Item 4.02 Non-Reliance on Previously Issued Financial Statement or Related Audit Report or Completed Interim Review.

In light of recent guidance issued by the U.S. Securities and Exchange Commission (the "SEC"), the management of EG Acquisition Corp. (the "Company") has re-evaluated the Company's application of ASC 480-10-S99-3A to its accounting classification of the redeemable shares of Class A common stock ("Redeemable Shares") issued in connection with the Company's initial public offering. Historically, a portion of the Redeemable Shares was classified as permanent equity to maintain net tangible assets greater than $5,000,000 on the basis that the Company will consummate its initial business combination only if the Company has net tangible assets of at least $5,000,001. Pursuant to such re-evaluation, the Company's management has determined that the Redeemable Shares include certain provisions that require classification of the Redeemable Shares as temporary equity regardless of the minimum net tangible assets required to complete the Company's initial business combination.

As a result of the foregoing, on November 16, 2021, the Company's management concluded that the Company's previously issued (i) audited balance sheet included in the Current Report on Form 8-K as of May 28, 2021, filed with the SEC on June 4, 2021 and (ii) the unaudited interim financial statements included in the Quarterly Report on Form 10-Q for the quarterly period ended June 30, 2021, filed with the SEC on August 20, 2021 (collectively, the "Affected Periods"), should be restated to report all Redeemable Shares as temporary equity and should no longer be relied upon. As such, the Company expects to restate its financial statements for the Affected Periods in the Company's Quarterly Report on Form 10-Q for the period ended on September 30, 2021 ("Q3 Form 10-Q"), to be described therein.

The Company does not expect any of the above changes will have any impact on its cash position and cash held in the trust account established in connection with the IPO.

The Company's management has concluded that in light of the classification error described above, a material weakness exists in the Company's internal control over financial reporting and that the Company's disclosure controls and procedures were not effective. The Company's remediation plan with respect to such material weakness will be described in more detail in the Q3 Form 10-Q.

Management has discussed the matters disclosed pursuant to this Item 4.02 with Marcum LLP, the Company's independent registered public accounting firm.
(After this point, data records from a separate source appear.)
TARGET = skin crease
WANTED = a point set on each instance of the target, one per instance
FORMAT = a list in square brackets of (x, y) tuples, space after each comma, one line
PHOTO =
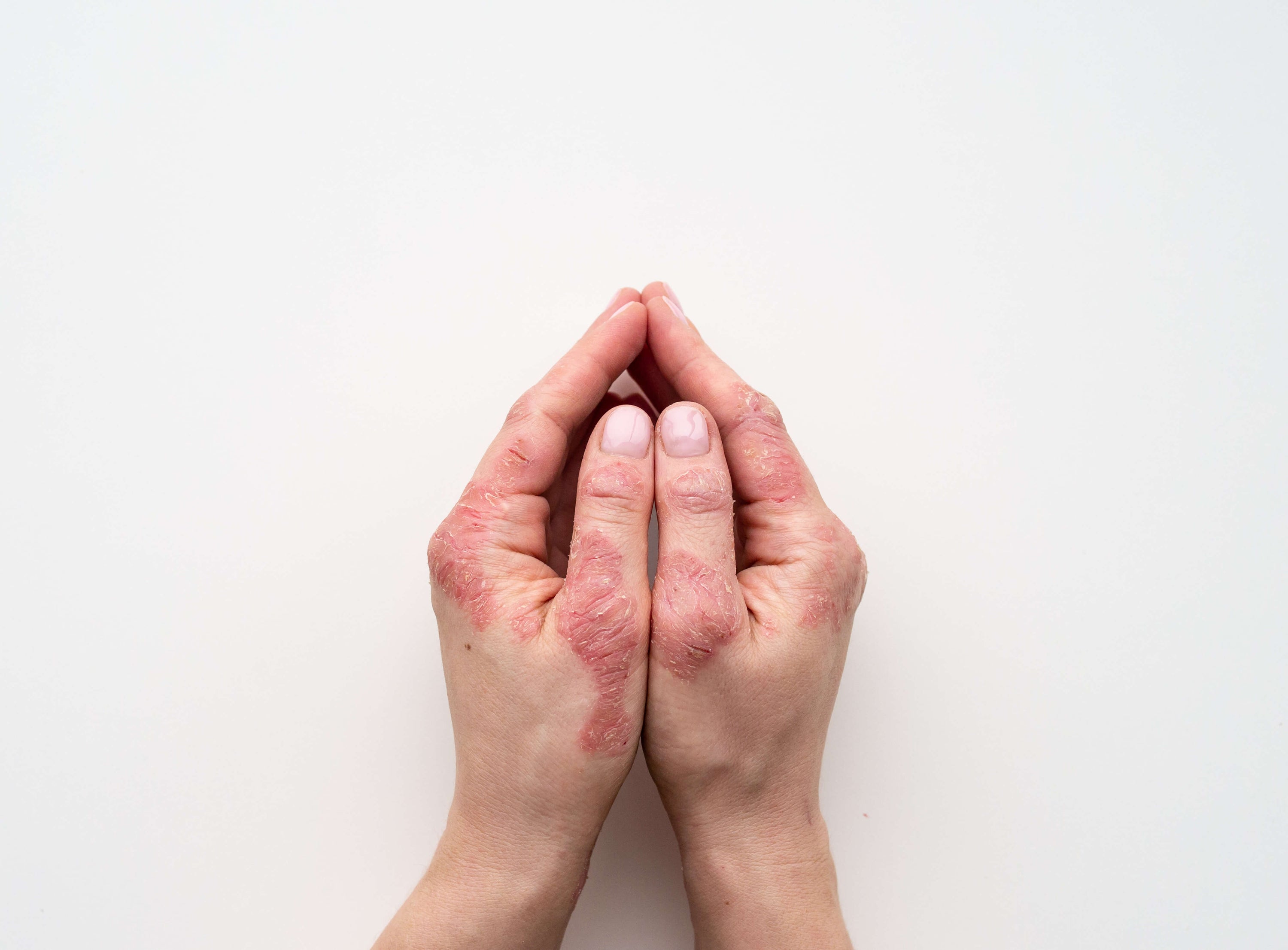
[(740, 699), (540, 586), (696, 609), (552, 639), (599, 621)]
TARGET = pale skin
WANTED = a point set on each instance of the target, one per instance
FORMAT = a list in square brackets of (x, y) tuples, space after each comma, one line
[(554, 646)]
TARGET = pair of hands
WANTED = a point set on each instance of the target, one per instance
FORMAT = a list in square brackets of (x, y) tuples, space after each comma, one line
[(554, 648)]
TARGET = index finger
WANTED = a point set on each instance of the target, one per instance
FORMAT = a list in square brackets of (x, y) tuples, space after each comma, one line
[(763, 459), (530, 451)]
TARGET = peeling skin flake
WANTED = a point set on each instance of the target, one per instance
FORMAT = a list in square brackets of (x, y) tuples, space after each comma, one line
[(455, 560), (696, 610), (599, 621)]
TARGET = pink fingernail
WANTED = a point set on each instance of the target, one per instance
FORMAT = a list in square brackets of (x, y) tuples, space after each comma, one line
[(684, 433), (626, 433)]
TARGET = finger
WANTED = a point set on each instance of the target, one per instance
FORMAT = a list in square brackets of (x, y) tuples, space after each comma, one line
[(495, 538), (603, 608), (650, 379), (644, 370), (763, 460), (563, 493), (697, 603), (532, 445)]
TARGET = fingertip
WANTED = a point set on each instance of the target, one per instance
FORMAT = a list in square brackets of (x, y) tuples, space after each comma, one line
[(628, 432), (653, 290)]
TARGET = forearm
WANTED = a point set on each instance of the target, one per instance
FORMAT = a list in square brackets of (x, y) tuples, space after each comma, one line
[(491, 887), (763, 886)]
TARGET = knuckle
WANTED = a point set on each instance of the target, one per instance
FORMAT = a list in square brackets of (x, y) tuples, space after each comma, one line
[(525, 407), (696, 610), (700, 492), (615, 486)]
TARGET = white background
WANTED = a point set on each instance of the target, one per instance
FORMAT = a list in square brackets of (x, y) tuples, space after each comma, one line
[(1015, 272)]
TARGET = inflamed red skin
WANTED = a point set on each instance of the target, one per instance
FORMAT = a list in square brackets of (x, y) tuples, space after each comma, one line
[(753, 608), (540, 586), (602, 623), (696, 610)]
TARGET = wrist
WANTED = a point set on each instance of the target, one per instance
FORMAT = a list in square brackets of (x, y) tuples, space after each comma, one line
[(492, 883), (763, 880)]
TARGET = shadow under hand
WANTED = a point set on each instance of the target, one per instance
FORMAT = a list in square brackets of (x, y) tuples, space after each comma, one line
[(634, 898)]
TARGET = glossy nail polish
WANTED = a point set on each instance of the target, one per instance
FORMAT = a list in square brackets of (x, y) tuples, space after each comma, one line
[(626, 433), (684, 433)]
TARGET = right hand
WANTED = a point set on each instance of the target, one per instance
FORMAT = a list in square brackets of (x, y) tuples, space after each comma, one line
[(756, 587)]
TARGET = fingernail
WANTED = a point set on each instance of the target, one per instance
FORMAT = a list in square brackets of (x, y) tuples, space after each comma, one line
[(628, 433), (670, 295), (684, 433)]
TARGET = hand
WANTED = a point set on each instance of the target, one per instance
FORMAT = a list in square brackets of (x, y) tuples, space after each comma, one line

Cautionary Statements Regarding Forward-Looking Statements

This Current Report on Form 8-K includes "forward-looking statements" within the meaning of the safe harbor provisions of the United States Private Securities Litigation Reform Act of 1995. Certain of these forward-looking statements can be identified by the use of words such as "believes," "expects," "intends," "plans," "estimates," "assumes," "may," "should," "will," "seeks," or other similar expressions. Such statements may include, but are not limited to, statements regarding the Company's intent to restate certain historical financial statements and the timing and impact of the Restatement. These statements are based on current expectations on the date of this Form 8-K and involve a number of risks and uncertainties that may cause actual results to differ significantly. The Company does not assume any obligation to update or revise any such forward-looking statements, whether as the result of new developments or otherwise. Readers are cautioned not to put undue reliance on forward-looking statements.